The uni knot is a multi-purpose fishing knot used in angling that can be used for attaching the fishing line to the spool of a reel, for joining main line to leader/backing lines, and for attaching lures, swivels and snaps. When tied correctly, the Uni Knot retains 80% of the line’s breaking strength when used to attach hooks or lures, and about 70% when joining lines.

==History==
The knot, shown with three passes, was published in 1944 under the name gallows knot (#1121) in The Ashley Book of Knots. Ashley notes that it is actually an alternate arrangement of the multiple overhand noose. His diagram shows how the knot can be manipulated into the more familiar form.

This knot is also called the Duncan loop, after Norman Duncan who developed it independently as a fishing knot in the early 1960s.

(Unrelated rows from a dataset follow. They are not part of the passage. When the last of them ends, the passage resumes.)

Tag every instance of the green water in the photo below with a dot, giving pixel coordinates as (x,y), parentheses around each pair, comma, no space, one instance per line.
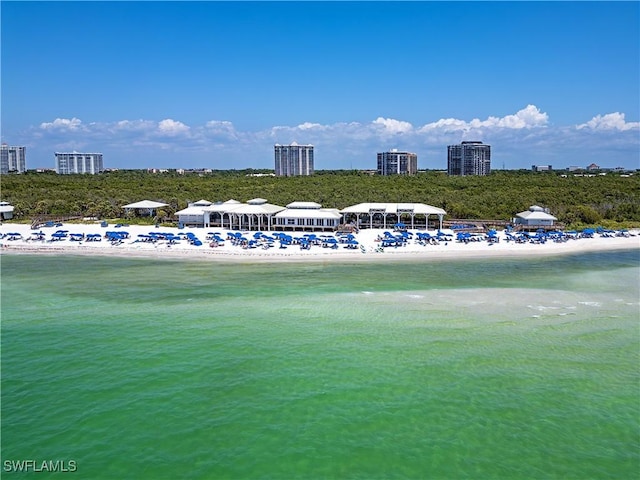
(511,369)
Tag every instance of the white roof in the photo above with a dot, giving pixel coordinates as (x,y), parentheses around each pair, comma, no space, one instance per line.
(309,213)
(417,208)
(306,205)
(535,215)
(146,204)
(195,210)
(202,203)
(257,209)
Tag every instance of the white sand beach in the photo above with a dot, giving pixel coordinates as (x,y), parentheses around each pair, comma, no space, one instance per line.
(90,239)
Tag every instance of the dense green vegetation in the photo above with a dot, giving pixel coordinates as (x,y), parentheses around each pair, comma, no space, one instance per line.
(610,200)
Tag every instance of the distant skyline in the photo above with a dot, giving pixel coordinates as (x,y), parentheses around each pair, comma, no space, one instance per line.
(217,84)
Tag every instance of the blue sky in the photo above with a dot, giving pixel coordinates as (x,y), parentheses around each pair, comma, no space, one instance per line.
(216,84)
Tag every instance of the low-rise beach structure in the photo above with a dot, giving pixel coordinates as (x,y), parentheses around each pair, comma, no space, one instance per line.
(258,214)
(193,215)
(308,216)
(535,217)
(145,207)
(383,215)
(6,211)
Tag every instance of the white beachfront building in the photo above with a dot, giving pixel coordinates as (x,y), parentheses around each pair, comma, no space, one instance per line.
(258,214)
(384,215)
(535,217)
(309,216)
(144,207)
(193,215)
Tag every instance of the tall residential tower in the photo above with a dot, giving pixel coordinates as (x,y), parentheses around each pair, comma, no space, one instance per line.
(293,159)
(469,158)
(12,159)
(397,163)
(67,163)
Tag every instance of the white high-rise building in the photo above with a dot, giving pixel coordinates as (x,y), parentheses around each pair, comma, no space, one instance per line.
(75,162)
(12,159)
(397,163)
(293,159)
(469,158)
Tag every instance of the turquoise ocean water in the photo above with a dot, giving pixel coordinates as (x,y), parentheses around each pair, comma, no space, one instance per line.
(483,369)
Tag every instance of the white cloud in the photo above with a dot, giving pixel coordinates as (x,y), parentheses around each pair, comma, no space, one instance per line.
(525,136)
(310,126)
(528,117)
(171,127)
(610,121)
(62,124)
(392,126)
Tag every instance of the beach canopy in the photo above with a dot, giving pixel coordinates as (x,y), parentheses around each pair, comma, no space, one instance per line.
(145,205)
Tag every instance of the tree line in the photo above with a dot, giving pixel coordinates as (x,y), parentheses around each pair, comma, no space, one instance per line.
(612,200)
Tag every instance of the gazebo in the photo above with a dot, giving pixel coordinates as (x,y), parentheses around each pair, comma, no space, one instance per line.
(145,207)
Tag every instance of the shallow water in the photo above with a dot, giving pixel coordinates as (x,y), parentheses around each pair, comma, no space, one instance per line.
(134,368)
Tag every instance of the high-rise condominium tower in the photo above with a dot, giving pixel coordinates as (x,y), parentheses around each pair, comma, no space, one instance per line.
(67,163)
(397,163)
(12,159)
(293,159)
(469,158)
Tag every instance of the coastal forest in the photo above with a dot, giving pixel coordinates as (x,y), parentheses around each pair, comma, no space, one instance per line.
(611,199)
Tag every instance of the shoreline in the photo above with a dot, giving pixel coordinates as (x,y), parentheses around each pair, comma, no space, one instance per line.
(368,247)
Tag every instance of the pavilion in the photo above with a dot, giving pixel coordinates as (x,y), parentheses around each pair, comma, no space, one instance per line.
(535,217)
(383,215)
(145,207)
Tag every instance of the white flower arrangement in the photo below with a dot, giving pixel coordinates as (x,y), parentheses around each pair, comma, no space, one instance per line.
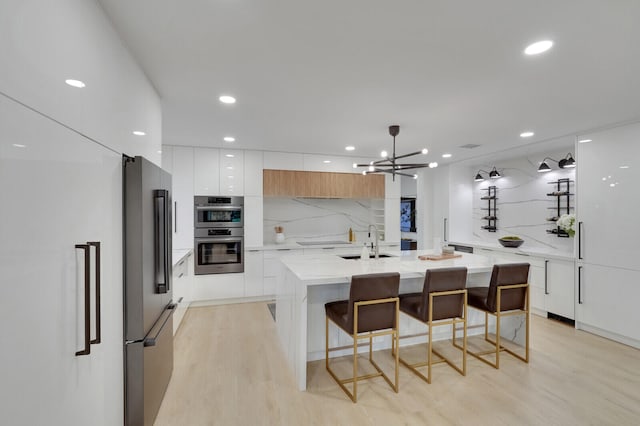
(567,223)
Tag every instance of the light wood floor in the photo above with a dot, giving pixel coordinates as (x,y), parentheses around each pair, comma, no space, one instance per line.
(229,370)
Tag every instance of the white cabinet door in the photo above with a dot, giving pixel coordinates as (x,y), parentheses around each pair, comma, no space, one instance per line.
(253,223)
(253,165)
(231,172)
(253,273)
(607,178)
(559,289)
(58,189)
(206,171)
(607,300)
(182,181)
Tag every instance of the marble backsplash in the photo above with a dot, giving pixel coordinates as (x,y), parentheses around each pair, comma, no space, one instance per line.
(316,219)
(523,204)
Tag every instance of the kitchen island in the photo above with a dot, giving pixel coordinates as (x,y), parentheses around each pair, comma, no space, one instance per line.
(308,282)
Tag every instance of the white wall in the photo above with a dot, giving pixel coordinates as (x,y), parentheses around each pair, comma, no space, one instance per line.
(523,205)
(43,43)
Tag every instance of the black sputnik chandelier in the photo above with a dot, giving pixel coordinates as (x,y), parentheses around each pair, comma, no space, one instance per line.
(389,164)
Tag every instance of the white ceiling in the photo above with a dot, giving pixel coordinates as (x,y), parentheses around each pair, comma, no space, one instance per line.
(316,76)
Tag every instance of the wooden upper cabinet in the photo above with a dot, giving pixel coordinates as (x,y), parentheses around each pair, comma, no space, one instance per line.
(293,183)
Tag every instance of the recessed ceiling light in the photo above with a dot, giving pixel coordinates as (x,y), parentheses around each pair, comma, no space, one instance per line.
(226,99)
(75,83)
(538,47)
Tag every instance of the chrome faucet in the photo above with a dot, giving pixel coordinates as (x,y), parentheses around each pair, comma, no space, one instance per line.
(377,250)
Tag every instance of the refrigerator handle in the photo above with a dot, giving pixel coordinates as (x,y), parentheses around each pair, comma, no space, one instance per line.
(161,246)
(87,300)
(579,285)
(546,273)
(580,240)
(97,340)
(162,321)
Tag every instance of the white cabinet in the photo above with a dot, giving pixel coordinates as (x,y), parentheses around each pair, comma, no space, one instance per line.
(182,181)
(607,302)
(231,172)
(559,288)
(253,223)
(253,165)
(607,205)
(608,209)
(182,288)
(253,273)
(58,189)
(273,268)
(206,171)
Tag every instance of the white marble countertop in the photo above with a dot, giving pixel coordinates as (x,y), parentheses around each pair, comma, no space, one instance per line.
(180,254)
(327,268)
(293,245)
(523,249)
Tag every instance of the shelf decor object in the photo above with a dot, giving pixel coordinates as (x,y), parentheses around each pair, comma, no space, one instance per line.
(562,198)
(493,174)
(491,216)
(511,241)
(389,164)
(566,163)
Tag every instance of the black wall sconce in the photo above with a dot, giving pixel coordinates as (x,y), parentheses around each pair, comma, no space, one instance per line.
(493,174)
(566,163)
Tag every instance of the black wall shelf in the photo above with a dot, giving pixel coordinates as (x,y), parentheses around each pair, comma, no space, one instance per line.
(492,216)
(562,195)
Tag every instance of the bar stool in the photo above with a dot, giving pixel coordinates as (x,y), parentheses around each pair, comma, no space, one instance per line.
(507,294)
(443,301)
(372,310)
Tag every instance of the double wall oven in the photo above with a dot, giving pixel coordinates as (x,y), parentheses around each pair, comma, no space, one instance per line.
(219,234)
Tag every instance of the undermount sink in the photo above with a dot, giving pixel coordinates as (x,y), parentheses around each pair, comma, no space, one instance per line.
(357,256)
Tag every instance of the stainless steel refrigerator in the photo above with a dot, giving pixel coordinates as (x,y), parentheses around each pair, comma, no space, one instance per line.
(148,308)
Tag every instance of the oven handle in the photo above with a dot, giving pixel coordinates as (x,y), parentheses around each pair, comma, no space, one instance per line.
(218,240)
(218,207)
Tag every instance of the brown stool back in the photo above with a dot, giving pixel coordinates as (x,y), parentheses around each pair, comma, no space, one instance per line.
(507,294)
(443,301)
(373,309)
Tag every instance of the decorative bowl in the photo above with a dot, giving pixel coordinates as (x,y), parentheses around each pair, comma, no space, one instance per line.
(511,241)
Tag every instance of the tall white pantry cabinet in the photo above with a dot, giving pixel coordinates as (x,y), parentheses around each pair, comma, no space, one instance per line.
(608,208)
(59,190)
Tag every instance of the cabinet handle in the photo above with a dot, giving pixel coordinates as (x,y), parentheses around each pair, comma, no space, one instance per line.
(580,285)
(546,269)
(444,230)
(97,340)
(579,240)
(87,300)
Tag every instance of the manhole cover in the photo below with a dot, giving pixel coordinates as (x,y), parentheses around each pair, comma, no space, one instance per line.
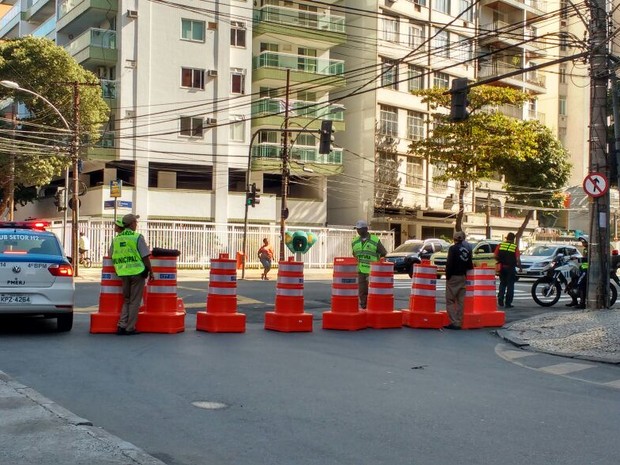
(209,405)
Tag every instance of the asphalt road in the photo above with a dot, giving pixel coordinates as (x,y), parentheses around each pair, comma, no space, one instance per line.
(392,397)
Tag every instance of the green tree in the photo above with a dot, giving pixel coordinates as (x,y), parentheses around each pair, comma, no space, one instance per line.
(42,141)
(473,149)
(538,181)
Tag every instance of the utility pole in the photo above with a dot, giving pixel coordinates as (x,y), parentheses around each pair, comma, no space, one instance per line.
(285,166)
(598,256)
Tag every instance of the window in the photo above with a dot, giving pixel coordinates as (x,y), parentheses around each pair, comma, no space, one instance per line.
(441,80)
(388,124)
(562,106)
(191,127)
(237,34)
(193,30)
(441,44)
(389,74)
(442,5)
(390,29)
(415,172)
(237,79)
(415,125)
(193,78)
(415,78)
(563,74)
(237,128)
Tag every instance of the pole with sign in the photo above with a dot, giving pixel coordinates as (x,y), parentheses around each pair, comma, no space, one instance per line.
(116,187)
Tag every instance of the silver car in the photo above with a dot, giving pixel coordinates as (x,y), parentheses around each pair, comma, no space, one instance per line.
(537,258)
(36,278)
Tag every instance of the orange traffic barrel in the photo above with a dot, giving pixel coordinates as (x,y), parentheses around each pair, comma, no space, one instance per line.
(221,315)
(480,308)
(110,300)
(288,315)
(345,313)
(380,313)
(164,311)
(422,300)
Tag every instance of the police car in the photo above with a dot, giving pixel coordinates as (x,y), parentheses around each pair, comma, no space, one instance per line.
(36,278)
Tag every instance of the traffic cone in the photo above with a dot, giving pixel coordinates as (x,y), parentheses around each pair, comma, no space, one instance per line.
(221,315)
(380,313)
(110,300)
(289,313)
(422,301)
(480,309)
(344,313)
(164,311)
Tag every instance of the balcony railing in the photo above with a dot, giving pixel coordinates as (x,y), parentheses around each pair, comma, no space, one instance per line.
(269,106)
(300,18)
(300,63)
(94,37)
(298,154)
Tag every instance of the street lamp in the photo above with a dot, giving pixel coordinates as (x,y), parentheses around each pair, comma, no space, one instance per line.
(73,151)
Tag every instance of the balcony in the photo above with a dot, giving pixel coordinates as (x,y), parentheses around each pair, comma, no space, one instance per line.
(9,23)
(323,73)
(75,16)
(38,10)
(94,47)
(268,157)
(293,22)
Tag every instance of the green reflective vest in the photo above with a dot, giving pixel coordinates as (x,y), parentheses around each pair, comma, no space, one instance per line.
(365,252)
(125,256)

The knot was popularized as the uni knot by Vic Dunaway, an editor at the Miami Herald, in a 1970 fishing book.

Currently, in American English the knot is known as the uni knot referring to its ability to work with mono-filament or fluorocarbon fishing lines. However, in British English it is commonly known as the Grinner knot.

The uni knot is used by popular television host Jeremy Wade, on the Animal Planet TV series River Monsters.

==Use==
The uni knot is widely used for attaching hooks, rings and swivels to the end of the line and it is also used for joining two fishing lines together. The bend form of the uni knot (for joining two lines) is not a noose; rather it is akin to a multiple fisherman's knot with the two opposing knotted parts arranged in the manner of uni knots.

The uni knot retains much of the fishing line breaking strength and the uni knot works well with monofilament, fluorocarbon and braided fishing lines.